Ponto prévio 1: Sou a favor de tudo o que ponha as pessoas a mexer.
Ponto prévio 2: O “eu tenho tanto direito de estar aqui como vocês” não justifica tudo.
Ponto prévio 3: Não pode valer tudo para ganhar dinheiro.
Vamos então por partes. O desporto faz parte da minha vida desde sempre e sempre de forma amadora. Faz parte da minha medicação diária para esta doença crónica que é um corpo que não tem eternamente 20 anos e uma mente com o mesmo problema.
Comecei a correr regularmente apenas em 2021 e nunca me incomodou a “febre” da corrida transformada em “running” nem nunca me faltou espaço para correr no paredão – embora no tempo mais quente, ali em Carcavelos, se note aquela disputa de espaço entre escolas de surf, caminhantes, donos de cães, corredores e simples veraneantes. Cada um sente como um incómodo a ideia de ter se desviar do sítio onde quer ou onde calhou estar para deixar alguém passar. Afinal, o espaço é público e todos têm o direito de ali estar.
Ora, mais acentuada fica esta questão quando em vez de o “problema” ser o direito a estar num espaço público, se põe a questão do “eu paguei para estar aqui”. Isto para nos levar ao que parece estar a tornar-se norma: organizações de provas de corrida com cada vez maiores dificuldades em gerir as multidões dispostas a pagar valores que andam ali entre os 10 e os 25 euros para participar, tanto a correr como a caminhar.
Na última Meia Maratona de Lisboa, que atravessa a Ponte 25 de Abril, correram nas redes sociais as vozes indignadas e as imagens inacreditáveis de filas para atravessar a meta. A meta! Um congestionamento com alguns metros que impedia quem tinha acabado de percorrer 21 km de concluir a sua prova. Atenção, que estamos a falar de participantes com dorsal, não de transeuntes que inadvertidamente tenham atrapalhado a chegada dos atletas. Ou seja, o problema não pode ter sido uma enchente maior do que a prevista, porque quem estava ali foram os que conseguiram uma inscrição.

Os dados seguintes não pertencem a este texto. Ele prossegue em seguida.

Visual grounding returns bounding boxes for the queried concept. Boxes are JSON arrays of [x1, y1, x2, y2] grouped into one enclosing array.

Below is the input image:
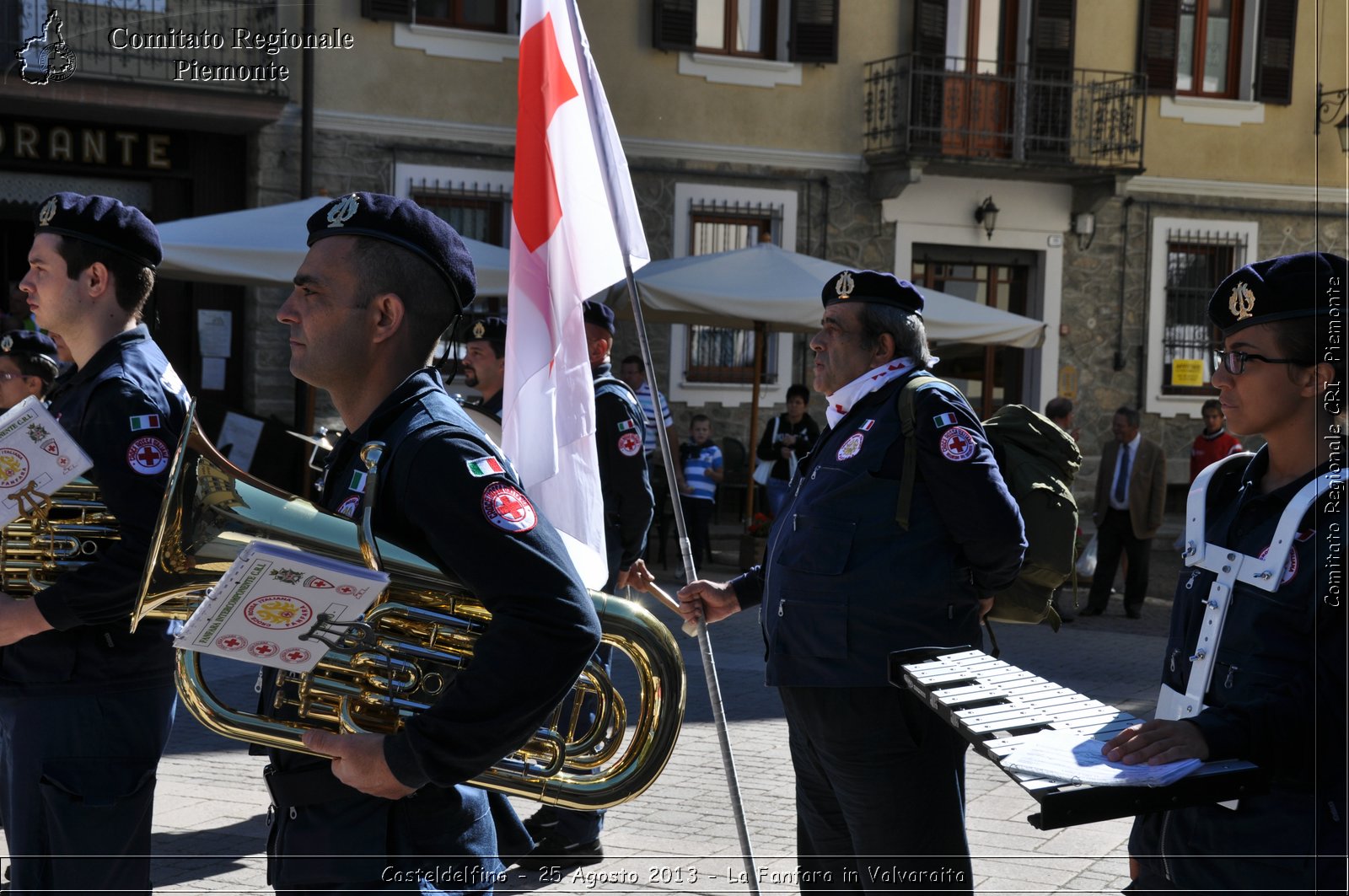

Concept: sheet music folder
[[890, 647, 1270, 830], [174, 539, 389, 672]]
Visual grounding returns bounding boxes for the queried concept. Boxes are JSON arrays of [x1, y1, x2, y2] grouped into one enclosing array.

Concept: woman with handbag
[[754, 384, 820, 517]]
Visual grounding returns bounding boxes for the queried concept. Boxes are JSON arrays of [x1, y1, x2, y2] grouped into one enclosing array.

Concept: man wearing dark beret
[[680, 271, 1025, 892], [0, 330, 61, 410], [0, 193, 187, 893], [261, 193, 599, 892], [463, 317, 506, 422], [518, 301, 656, 871], [1101, 252, 1349, 893]]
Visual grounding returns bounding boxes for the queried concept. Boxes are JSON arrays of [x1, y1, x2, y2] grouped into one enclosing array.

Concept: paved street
[[0, 520, 1175, 893]]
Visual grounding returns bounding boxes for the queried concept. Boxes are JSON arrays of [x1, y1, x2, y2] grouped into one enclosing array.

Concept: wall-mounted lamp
[[1311, 81, 1349, 153], [974, 196, 1002, 239], [1072, 212, 1095, 252]]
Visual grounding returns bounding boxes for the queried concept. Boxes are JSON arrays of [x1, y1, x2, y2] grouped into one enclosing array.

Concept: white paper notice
[[197, 308, 234, 357], [201, 357, 225, 389], [216, 410, 261, 469], [1001, 730, 1203, 786]]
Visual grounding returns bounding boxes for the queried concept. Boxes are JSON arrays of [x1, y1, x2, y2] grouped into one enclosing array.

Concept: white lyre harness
[[1156, 452, 1344, 719]]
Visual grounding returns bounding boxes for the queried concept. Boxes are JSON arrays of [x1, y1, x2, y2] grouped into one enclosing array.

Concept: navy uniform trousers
[[0, 683, 174, 894]]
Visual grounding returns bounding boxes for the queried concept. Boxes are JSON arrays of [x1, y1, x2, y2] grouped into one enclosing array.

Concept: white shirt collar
[[825, 357, 915, 427]]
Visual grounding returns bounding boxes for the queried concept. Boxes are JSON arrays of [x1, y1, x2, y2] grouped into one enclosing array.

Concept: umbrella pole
[[744, 319, 767, 526], [623, 260, 760, 894]]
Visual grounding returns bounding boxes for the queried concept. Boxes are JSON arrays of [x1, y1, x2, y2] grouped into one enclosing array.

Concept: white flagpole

No passado domingo, foi dia de mais uma Corrida do Benfica, uma prova de 10 kms, a que se juntou a caminhada de 5 kms. As duas vertentes tinham meia hora de diferença no arranque, com a corrida a partir primeiro, o que daria tempo, em teoria, para ninguém atrapalhar ninguém. Mas não foi o caso. Porque quem ia a correr a uma média de 5’30 ou 6′ minutos por quilómetro, antes de chegar ao quinto quilómetro da prova, cruzava-se com parte da multidão caminhante que continuava a ocupar a largura da estrada, indiferente à multidão corredora. O percurso dividia-se novamente mais adiante, para se juntar mais uma vez antes da meta. Acredito que muitos dos caminhantes que não se desviaram e continuaram a andar lado a lado tiveram o pensamento “eu paguei para estar aqui, tenho tanto direito como os que estão a correr”, a outros nem sequer lhes terá ocorrido que podiam estar a perturbar a prova dos 10km. Do lado dos corredores, não faltaram gritos de “caminhada para a direita! caminhada para a direita”. Afinal, também nós tínhamos pagado para estar ali.
Todas as provas, mesmo com caixas de partida diferentes consoante a previsão de tempo de chegada, implicam uma certa confusão ao início (até porque, muitas vezes, há pouco controlo na escolha destas boxes e há quem opte pela distância de corrida quando a intenção era caminhar desde sempre) que obriga a uma gincana. O que não pode acontecer é um “engarrafamento humano”, que leva às altercações comuns no trânsito rodoviário, porque as organizações… não organizam, ou não calculam bem as provas. Não pode valer tudo.
A promoção da atividade física, que cada vez mais estudos comprovam ser fundamental para a saúde física e mental, não pode servir de desculpa para alargar as vagas disponíveis nas provas de corrida. Uma caminhada é uma atividade física que pode fazer a diferença entre a saúde e a doença, mas não pode ser confundida com desporto – uma prática estruturada e com objetivos, mesmo que num plano simplesmente amador.
Nota final: Sobre a licença que a Federação Portuguesa de Atletismo quer aplicar aos participantes das provas lá iremos mais tarde.